The students surpassed the actual total in five overs and the inflated total in ten overs. Tabish Mansuri, who captained the ex-students team, bowled very well to take five wickets.

The students got a certificate for winning the match and Tabish got a certificate for best bowler of the day.

Then there was a race for the ex-student girls where they had to race with a lemon on a spoon held in their mouths. Then there was a three legged race for both boys and girl ex-students. Finally, there was a race where you ran as a couple with a football held between your stomachs. These were rightly called silly games.

In the night was a social for students and ex-students.

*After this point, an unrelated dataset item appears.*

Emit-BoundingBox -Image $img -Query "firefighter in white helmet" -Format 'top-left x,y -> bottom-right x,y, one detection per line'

The DJ was Gaurav Siyal, an ex- student. In the good old days we had songs, but now he was playing videos. The first one had Ranveer Singh and Deepika Padukone dancing vigorously. The students followed, but the ex- students danced slowly. None of us wanted a heart attack.

Illustration: Dominic Xavier/

Saturday we had a 'back to school' dress code so all the ex students wore navy blue pants, white shirts, the school tie and black shoes. The brave among them wore half pants. Similarly, the girls were dressed in navy blue skirts, white shirts, white socks, black shoes and their hair was tied in twin pig tales.

We had a football match which the students won, then a basketball match which the students won again. Then there was a session where the ex-students advised students on career options.

We had three sessions -- one by a businessman, one by a DJ on a career in music. I took a class on journalism and how to write a book (as Rediff Readers know, I have written two books, Village Voices, and another one on the Barnes School, The School On The Hill).

We then had an award ceremony where the ex-students presented cheques and certificates to the teachers who had secured the best results in public exams. A couple of ex-students also got certificates for success in their lives.

Usha Kiran Waje was awarded for winning gold medals in the masters swimming competition in the 70 plus category. Shapoor Izadiyar was awarded for coaching Iran's national vricket team.

Then, it was time to leave and also to count the days till the next reunion.